Billet de blog 23 juin 2018

Faire entendre l’histoire, hors de la tour d’ivoire

Un texte écrit par André Loez, historien, qui vient de créer un podcast destiné à faire connaître les travaux historiques récents ou anciens. Encore une initiative salutaire permettant de montrer l'actualité d'une histoire vivante en contrepoint de l'histoire réactionnaire qui domine encore l'espace public.

Laurence De Cock
Professeure d'histoire-géographie
Abonné·e de Mediapart

Ce blog est personnel, la rédaction n’est pas à l’origine de ses contenus.

Par André Loez

 S’il est bien un reproche que l’on ne peut plus adresser aux historien·ne·s, c’est celui de l’enfermement dans une tour d’ivoire académique. On pourrait le croire, à première vue, en voyant le succès médiatique insolent des bateleurs et charlatans de l’histoire, Bern, Ferrand ou Casali, ou encore la multiplication de chaînes Youtube se proposant de raconter l’histoire sur un mode ludique (et parfois très réussi) loin des codes universitaires. Rien de tout cela n’est entièrement nouveau, à vrai dire : l’histoire n’a jamais appartenu à la corporation des historiens, et d’André Castelot à Alain Decaux, la demande sociale d’une histoire familière, identifiée aux « grands » personnages, aux énigmes, complots ou batailles, a toujours garanti le succès d’une forme de vulgarisation facile à digérer.

 Ce qui semble plus nouveau, c’est la volonté, du côté des historien·ne.s, de ne pas laisser le champ totalement libre à ces discours, et d’intervenir de façon plus ouverte et créative dans l’espace public, sans renoncer aux spécificités critiques et réflexives du métier. Là encore, rien d’entièrement inédit : on se souvient de la forte implication de grands noms de la profession, tels Fernand Braudel, Georges Duby et Marc Ferro dans la production de documentaires télévisés, et pour ce dernier, de décryptage des images. Et, outre les innombrables conférences données dans des établissements scolaires et des médiathèques par des collègues, il existe également toute une tradition spécifique d’éducation populaire, pensant l’histoire comme outil d’émancipation, qu’illustrent, entre autres, les rencontres d’histoire critique, les conférences de Nantes histoire, ou les cours libres donnés tout récemment à Nuit Debout ou dans Tolbiac occupé.
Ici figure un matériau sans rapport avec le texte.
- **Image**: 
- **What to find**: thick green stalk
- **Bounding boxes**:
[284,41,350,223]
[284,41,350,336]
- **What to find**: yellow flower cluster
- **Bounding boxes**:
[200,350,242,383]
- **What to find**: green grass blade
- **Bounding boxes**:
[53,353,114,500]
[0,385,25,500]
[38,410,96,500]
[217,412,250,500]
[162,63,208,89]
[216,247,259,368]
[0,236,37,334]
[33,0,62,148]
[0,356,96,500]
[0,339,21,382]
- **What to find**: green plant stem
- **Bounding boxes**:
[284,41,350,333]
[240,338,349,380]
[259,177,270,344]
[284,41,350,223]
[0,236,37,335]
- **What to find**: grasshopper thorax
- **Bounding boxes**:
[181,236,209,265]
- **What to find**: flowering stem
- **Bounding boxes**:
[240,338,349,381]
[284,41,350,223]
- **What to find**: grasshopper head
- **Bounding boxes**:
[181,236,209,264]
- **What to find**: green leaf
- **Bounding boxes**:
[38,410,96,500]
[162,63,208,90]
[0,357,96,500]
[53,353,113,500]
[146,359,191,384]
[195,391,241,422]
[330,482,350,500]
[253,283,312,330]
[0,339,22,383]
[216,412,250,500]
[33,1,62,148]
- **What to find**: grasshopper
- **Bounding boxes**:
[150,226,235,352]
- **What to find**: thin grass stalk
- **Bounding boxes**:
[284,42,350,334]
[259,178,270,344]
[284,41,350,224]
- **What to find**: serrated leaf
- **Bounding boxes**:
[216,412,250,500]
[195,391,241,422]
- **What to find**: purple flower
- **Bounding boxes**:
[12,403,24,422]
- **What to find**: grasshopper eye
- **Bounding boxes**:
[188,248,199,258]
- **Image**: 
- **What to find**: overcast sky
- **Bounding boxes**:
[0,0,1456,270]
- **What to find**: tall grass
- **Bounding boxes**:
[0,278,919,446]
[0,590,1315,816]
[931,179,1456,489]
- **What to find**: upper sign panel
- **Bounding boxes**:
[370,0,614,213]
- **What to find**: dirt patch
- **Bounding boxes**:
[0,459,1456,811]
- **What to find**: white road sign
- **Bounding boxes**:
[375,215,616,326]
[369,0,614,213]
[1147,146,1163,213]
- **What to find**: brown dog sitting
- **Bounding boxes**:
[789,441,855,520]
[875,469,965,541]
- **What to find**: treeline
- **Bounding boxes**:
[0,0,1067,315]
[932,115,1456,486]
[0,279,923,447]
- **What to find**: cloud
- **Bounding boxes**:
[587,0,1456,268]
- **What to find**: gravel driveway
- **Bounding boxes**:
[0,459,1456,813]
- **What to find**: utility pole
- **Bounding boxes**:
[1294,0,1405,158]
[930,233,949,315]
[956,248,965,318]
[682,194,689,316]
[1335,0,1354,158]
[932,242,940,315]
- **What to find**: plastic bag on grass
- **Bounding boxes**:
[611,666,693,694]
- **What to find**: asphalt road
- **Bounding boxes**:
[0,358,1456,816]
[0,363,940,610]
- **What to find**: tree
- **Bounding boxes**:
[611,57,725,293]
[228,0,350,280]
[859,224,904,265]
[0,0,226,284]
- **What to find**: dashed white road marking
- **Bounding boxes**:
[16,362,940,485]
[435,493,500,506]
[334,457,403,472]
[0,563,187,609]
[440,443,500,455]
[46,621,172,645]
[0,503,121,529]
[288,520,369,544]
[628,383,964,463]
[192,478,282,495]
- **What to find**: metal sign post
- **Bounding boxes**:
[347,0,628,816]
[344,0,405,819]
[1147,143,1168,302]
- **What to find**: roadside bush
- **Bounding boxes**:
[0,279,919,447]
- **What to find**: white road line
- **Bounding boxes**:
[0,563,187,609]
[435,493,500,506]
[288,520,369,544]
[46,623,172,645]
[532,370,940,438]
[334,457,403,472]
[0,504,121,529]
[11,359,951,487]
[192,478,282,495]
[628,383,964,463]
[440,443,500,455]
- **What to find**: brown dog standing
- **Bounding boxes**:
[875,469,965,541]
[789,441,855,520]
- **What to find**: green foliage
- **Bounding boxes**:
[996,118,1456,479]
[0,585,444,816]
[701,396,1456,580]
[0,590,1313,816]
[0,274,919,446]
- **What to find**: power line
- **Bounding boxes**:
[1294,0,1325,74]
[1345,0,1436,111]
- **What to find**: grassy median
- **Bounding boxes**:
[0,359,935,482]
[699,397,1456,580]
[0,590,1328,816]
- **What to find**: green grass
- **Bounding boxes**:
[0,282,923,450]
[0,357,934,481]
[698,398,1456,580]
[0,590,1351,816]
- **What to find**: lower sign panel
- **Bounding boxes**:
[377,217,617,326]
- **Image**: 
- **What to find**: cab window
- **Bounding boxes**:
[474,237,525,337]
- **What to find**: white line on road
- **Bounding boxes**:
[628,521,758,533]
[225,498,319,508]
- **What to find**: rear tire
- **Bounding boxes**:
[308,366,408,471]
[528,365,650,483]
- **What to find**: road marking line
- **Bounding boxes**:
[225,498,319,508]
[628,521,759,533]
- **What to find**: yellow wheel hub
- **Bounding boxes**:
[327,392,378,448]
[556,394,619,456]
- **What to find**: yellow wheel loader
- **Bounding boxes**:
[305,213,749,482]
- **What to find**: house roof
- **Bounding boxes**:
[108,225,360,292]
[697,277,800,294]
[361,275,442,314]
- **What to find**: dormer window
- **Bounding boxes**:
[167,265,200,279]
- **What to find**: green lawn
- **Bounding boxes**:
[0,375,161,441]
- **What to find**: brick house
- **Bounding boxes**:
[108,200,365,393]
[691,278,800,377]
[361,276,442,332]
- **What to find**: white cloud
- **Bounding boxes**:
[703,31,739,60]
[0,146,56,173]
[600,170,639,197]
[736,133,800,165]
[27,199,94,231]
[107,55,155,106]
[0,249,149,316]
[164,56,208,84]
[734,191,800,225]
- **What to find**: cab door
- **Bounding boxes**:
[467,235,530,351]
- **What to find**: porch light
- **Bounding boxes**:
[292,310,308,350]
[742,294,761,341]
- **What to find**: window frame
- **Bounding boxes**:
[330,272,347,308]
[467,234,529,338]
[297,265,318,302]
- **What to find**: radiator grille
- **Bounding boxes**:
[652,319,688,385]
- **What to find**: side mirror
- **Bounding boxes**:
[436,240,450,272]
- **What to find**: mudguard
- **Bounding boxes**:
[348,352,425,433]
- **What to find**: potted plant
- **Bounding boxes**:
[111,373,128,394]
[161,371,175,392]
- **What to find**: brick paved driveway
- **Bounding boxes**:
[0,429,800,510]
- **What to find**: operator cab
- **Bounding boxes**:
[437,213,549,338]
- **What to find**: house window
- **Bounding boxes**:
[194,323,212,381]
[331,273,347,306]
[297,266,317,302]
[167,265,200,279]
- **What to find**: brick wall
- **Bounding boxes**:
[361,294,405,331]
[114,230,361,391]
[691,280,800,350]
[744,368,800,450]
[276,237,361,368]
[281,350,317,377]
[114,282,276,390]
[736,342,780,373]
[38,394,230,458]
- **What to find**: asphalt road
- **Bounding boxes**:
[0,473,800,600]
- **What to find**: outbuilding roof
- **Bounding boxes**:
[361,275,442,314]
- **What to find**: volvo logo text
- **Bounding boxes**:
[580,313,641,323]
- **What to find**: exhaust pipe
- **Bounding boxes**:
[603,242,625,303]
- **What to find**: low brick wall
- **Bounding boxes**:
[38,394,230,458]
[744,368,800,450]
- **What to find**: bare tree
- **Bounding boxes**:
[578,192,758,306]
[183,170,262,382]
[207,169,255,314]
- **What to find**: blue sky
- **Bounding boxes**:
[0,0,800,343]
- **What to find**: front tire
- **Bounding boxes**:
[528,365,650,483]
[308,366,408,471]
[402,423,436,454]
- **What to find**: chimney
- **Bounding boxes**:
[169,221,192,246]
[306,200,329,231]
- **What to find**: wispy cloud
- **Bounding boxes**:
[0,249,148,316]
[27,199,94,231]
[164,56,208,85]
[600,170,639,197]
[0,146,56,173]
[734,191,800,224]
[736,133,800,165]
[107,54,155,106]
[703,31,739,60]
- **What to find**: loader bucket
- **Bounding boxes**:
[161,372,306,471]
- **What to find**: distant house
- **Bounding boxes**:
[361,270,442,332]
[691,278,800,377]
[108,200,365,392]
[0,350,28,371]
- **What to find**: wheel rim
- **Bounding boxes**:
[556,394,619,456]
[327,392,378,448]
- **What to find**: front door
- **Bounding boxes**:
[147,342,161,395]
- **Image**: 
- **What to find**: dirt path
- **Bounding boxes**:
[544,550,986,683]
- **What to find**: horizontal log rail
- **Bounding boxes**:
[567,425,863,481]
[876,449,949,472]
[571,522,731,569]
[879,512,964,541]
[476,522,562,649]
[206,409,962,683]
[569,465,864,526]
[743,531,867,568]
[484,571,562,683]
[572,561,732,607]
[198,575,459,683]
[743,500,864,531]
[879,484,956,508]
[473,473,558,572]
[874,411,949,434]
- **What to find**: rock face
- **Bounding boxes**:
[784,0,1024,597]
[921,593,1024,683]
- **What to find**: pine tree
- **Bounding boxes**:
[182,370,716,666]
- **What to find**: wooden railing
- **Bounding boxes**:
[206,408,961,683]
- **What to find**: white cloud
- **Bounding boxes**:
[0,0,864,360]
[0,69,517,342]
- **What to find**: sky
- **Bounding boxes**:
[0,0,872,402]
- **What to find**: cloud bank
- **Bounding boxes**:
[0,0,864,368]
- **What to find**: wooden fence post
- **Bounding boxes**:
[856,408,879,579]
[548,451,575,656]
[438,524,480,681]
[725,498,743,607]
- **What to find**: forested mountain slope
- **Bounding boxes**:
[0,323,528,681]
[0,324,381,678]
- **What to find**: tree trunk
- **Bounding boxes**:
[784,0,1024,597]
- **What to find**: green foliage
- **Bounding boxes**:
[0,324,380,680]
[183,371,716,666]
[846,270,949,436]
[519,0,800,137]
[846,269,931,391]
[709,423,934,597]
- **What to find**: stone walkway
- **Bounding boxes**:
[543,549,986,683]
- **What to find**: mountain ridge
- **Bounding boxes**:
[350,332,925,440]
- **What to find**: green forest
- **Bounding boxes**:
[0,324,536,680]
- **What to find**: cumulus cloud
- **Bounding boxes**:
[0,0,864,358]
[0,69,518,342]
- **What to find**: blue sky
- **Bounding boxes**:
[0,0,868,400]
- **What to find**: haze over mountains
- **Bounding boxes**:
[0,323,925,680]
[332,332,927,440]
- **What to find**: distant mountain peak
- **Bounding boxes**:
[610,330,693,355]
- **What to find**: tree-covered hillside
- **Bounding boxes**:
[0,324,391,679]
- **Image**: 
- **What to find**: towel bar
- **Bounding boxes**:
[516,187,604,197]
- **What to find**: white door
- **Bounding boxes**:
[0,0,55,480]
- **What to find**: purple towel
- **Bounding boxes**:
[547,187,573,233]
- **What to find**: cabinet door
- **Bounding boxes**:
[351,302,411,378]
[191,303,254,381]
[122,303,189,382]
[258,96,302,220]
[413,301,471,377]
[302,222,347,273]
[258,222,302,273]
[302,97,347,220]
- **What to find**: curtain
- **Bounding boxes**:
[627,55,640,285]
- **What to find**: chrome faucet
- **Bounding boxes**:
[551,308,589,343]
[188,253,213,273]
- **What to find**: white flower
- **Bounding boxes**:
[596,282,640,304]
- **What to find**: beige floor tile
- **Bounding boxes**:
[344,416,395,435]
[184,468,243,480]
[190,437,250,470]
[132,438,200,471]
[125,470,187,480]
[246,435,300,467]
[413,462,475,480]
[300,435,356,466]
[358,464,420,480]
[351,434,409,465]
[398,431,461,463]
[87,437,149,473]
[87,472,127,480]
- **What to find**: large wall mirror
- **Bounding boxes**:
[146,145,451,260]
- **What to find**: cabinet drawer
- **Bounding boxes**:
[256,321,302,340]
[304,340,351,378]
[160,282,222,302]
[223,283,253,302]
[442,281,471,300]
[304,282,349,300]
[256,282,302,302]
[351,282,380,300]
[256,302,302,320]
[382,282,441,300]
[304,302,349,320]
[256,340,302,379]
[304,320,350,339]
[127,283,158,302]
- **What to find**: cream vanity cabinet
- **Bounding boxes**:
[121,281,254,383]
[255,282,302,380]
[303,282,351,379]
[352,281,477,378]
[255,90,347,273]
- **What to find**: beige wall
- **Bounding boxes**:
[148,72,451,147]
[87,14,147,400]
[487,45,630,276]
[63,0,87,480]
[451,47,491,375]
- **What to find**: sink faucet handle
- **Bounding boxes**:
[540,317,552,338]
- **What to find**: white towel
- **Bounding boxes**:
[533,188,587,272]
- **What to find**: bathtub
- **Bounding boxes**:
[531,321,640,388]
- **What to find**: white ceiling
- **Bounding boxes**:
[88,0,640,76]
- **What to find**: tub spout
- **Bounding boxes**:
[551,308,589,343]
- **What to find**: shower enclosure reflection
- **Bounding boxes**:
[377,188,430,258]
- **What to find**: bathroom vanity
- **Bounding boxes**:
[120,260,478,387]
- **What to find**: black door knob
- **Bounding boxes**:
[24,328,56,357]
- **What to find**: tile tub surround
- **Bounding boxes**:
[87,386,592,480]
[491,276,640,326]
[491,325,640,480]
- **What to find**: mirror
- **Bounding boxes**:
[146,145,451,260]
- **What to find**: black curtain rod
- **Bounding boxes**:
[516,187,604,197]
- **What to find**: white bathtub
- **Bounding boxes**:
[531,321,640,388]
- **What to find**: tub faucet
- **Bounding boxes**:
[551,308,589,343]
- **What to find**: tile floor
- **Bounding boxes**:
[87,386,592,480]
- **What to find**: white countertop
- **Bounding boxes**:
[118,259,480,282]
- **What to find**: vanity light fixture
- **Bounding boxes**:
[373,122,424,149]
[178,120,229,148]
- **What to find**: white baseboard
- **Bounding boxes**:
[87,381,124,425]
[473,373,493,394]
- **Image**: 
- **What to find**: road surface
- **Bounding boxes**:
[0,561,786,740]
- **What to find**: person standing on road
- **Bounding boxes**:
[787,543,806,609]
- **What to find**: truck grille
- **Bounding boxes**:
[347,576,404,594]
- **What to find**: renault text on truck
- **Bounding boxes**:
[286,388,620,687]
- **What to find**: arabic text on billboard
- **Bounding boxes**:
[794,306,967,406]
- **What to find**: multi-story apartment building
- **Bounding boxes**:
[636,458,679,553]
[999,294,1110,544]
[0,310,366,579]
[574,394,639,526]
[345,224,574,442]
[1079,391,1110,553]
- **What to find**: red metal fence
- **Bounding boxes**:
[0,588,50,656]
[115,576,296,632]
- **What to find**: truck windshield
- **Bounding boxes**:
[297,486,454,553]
 Mais ce sont les modalités même de l’intervention dans l’espace public qui sont repensées depuis une dizaine d’années, beaucoup d’universitaires prenant acte du recul (ou de la mutation, restons optimistes !) du lectorat en sciences humaines, et de l’inefficacité relative des modes les plus habituels de leur prise de parole, comme la pétition ou la tribune dans la presse. De plus en plus de collègues se saisissent d’outils et de lieux permettant de toucher d’autres publics que celui des pairs de la discipline. En ce domaine, comme en tant d’autres, Gérard Noiriel a ouvert des pistes et adopté des pratiques novatrices. Cofondateur, avec Michèle Riot-Sarcey et Nicolas Offenstadt, du CVUH dont l’un des buts était précisément de ne pas laisser sans réponses les instrumentalisations politiques de l’histoire les plus outrées, il a surtout développé, à partir du clown Chocolat, une hybridation très féconde entre théâtre, histoire, et intervention politique, afin de travailler autrement les questions de racisme, de catégorisation et d’immigration dont il est spécialiste.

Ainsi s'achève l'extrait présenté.